End_to_End_Learning_for_Self-Driving_Cars.md

Paper

• Title: End to End Learning for Self-Driving Cars
• Authors: Mariusz Bojarski, Davide Del Testa, Daniel Dworakowski, Bernhard Firner, Beat Flepp, Prasoon Goyal, Lawrence D. Jackel, Mathew Monfort, Urs Muller, Jiakai Zhang, Xin Zhang, Jake Zhao, Karol Zieba
• Link: https://arxiv.org/abs/1604.07316
• Tags: Neural Network, self-driving
• Year: 2016

Summary

• What

  • They describe a model that automatically steers cars on roads.
  • The model runs in realtime.
  • The model is trained from images and corresponding (correct) steering wheel angles.

• How

  • Architecture
    • Their model is just a standard CNN with a few convolutional and fully connected layers.
    • They have a single output: the correct steering wheel angle predicted by the model. (The model does not predict whether to accelerate or brake.)
      • To be more precise: The steering wheel angle is predicted as 1/r, where r is the turning radius of the car.

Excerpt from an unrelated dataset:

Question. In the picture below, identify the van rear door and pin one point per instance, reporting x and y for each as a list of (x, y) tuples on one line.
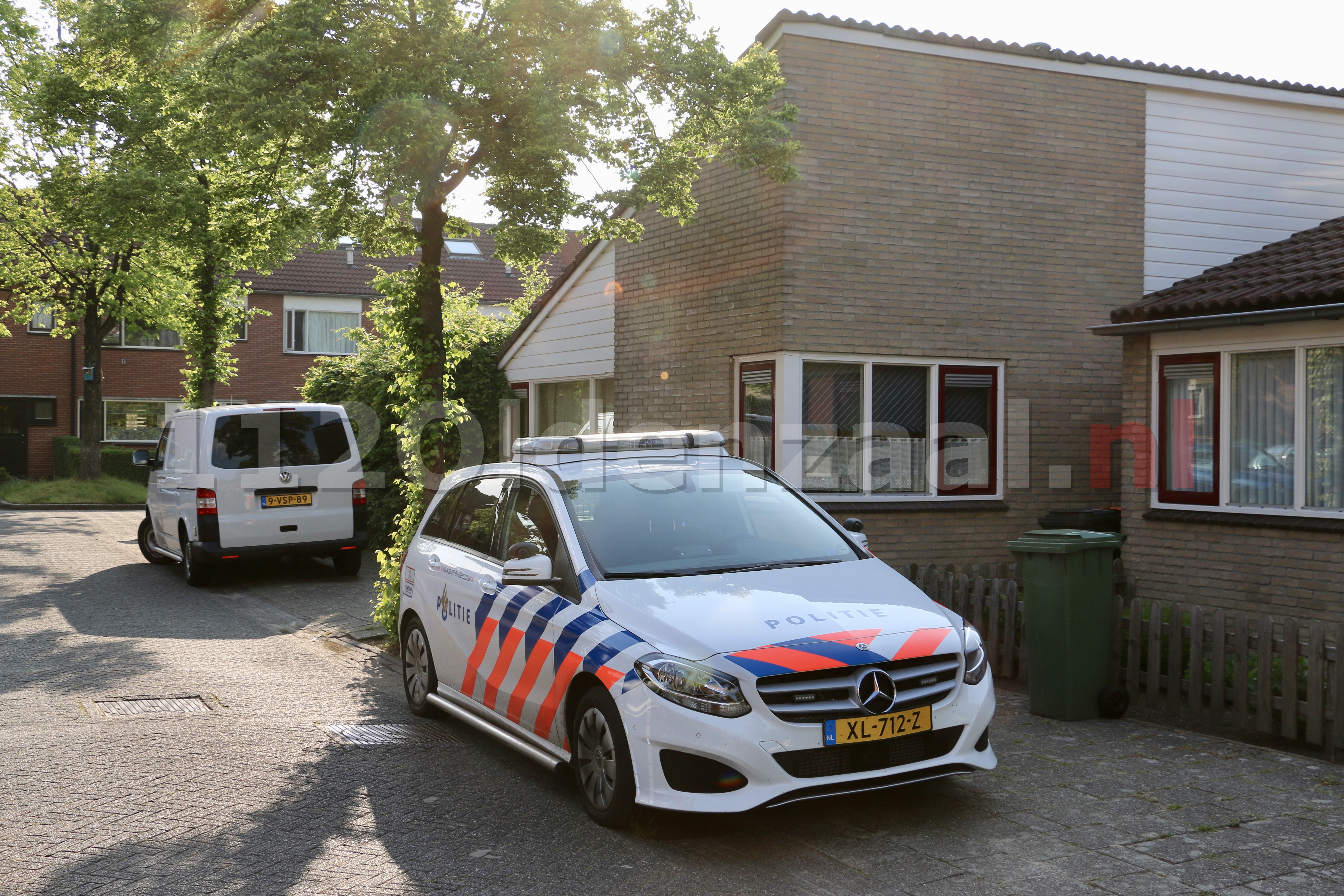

This way, the prediction is more independent of the used car. They use 1/r instead of r in order to avoid getting infinity when driving straight.
    • Their input images are in YUV color space.
    • They use a hard coded (not learned) normalization layer (no further explanations in paper).
    • Visualization:
      • 
  • Data collection
    • They drive on roads with cars, collecting photos and corresponding steering wheel angles.
    • They drive on different road settings (e.g. highway, tunnels, residential roads) and weather (sunny, cloudy, foggy, ...).
    • They collected about 72 hours of driving.
    • They annotate each example with the road center location, road type and lane switching information ("stays in lane"/"is switching lanes").
  • Data augmentation
    • Training on just the collected images is not going to work, because they only show correct driving. Sooner or later the model would make a mistake and end up going slightly off road. This would then be a situation that it has never seen before and the predicted output becomes more or less random, leading to crashes.
    • They attached two more cameras to the cars during data collection, one pointing to the left and one to the right.
    • They use these images as examples of bad situations and change the ground truth steering wheel angle so that it would steer the car back onto the road within 2 seconds.
    • They also generate additional images between the center and left/right cameras. They do this by viewpoint transformation and assume that all point above the horizon line are infinitely far away, while all below the horizon line are on flat grounds. (No further explanation here on how they transform images and annotations exactly. And where do they get the horizon line from?)
    • They also seem to apply random rotations and translations to the images (or maybe that is meant by viewpoint transformations?).
  • Training
    • They only train on examples where the driver stays in a lane (as opposed to switching lanes).
    • They subsample the input at 10fps (collection was at 30fps) in order to not get too similar examples.
    • Training and application happens in Torch7.
    • The system can predict at 30fps.

• Results

  • Simulation
    • They simulate on the collected data how the model would steer.
    • I.e. they predict steering wheel angles and then transform future images as if that angle had been chosen.
    • They measure how far the simulated car would be away from the road center.
    • They measure an virtual, human intervention (of 6 seconds) whenever the car gets too far away from the center.
    • They can then estimate the simulated time that the car would have been autonomous.
    • The actual number though is nowhere in the paper. x(
  • They drive in Monmouth County, being autonomous roughly 98% of the time.
  • They drive 16.09km on Garden State Parkway, being autonomous 100% of the time.